Shale may be gone but BHP won’t ditch potash

Image: BHP

On the face of it BHP caved into demands from activist investor Elliott Advisors when it suddenly announced this week that it’s actively seeking to exit oil and gas.

When it comes to potash however, the Melbourne-based company (Elliott also wants BHP to ditch its Australian listing, but that’s a fight – or should that be stoush – for another day) appears to be digging in its heels.

If you were looking for management missteps BHP’s petroleum business was always an easy target. No-one spending top dollar on tight oil in 2011 when crude was in triple digits doesn’t look foolish today. And despite similarities mining and oil doesn’t appear to mix – just ask Freeport.

“Given that we do think some time in the 2020s we are going to see a requirement for some form of new greenfield production […] the same way as we think that’s not so true for copper”

But Elliott did not mince words about BHP’s potash plans either.

The fund called the Jansen project in Saskatchewan just another example of the company’s “dubious strategy of ‘Thinking Big’ — a concept that has been disastrous for BHP shareholders”. Just to make sure the message sank in, Elliott said bringing Jansen into production would be “a severe strategic misstep”.

With a final bill north of $12 billion BHP is certainly thinking big with Jansen, regarding it as a business that could one day rival its Western Australia iron ore division. While attention has been focused on the announcement that the project won’t come before the board before 2019, BHP remains essentially on the same development path for Jansen.

The company is spending $500m to finish Jansen’s two shafts. And as CFO Peter Beaven helpfully explained to a banking analyst if you don’t finish the work the shafts will collapse “which doesn’t make any sense at all.”

Andrew Mackenzie also pointed out that once the shafts are completed by the end of 2019, Jansen would be “totally de-risked” and engineers would have “dealt with all the difficult parts”. That would make it easier to sell or in Mackenzie’s corporate parlance “crystallize value”. Then according to Mackenzie: “We will only be three years away from first potash.” Production in 2023 has been the plan all along.

In its outlook, BHP said overcapacity in the potash industry would “likely get worse before it gets better” and greenfield projects are slated to enter the market “through 2021”. But new supply is also entering the market amid record demand for the crop nutrient – Chinese imports are likely up more than 30% this year.

BHP admits potash demand is volatile, but its forecast trend demand growth of 2m tonnes per year through the 2020s does not seem overly optimistic

BHP admits potash demand is volatile, but its forecast trend demand growth of 2m tonnes per year through the 2020s does not seem overly optimistic.

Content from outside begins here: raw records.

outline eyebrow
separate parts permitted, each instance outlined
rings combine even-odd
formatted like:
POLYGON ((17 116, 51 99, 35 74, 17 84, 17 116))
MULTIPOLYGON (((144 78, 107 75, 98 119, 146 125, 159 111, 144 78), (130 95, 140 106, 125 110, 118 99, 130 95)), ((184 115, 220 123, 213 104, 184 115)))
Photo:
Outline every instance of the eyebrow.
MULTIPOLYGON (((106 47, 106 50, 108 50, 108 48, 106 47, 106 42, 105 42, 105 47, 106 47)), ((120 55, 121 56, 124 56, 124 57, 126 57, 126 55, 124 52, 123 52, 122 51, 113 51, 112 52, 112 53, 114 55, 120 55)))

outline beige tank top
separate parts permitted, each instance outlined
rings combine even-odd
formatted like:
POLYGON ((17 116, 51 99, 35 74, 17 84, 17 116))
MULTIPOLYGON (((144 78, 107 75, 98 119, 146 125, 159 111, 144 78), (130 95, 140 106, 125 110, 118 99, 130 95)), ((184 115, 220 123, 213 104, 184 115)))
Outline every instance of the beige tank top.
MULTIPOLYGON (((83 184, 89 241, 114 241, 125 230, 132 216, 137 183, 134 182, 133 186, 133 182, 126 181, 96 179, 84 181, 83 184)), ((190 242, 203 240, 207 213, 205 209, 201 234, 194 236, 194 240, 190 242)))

Perhaps most telling of the extent of support Jansen enjoys within the company is Mackenzie hinting that potash may be BHP’s best (if not only) significant growth opportunity:

“Given that we do think some time in the 2020s we are going to see a requirement in [the potash] market for some form of new greenfield production […] the same way as we think that’s not so true for copper.”

Well in the same way it’s not so true for iron ore or coal either.

There is no shortage of detractors – just read MINING.com’s comment section whenever Jansen is mentioned. But one bullish (and seasoned reader) predicted the fate of the shale assets and Jansen this way more than a month ago.

I remember when the “smart” money types were denigrating Escondida. The development of greenfields has always been BHP’s best route to success – not acquisitions like shale operator PetroHawk.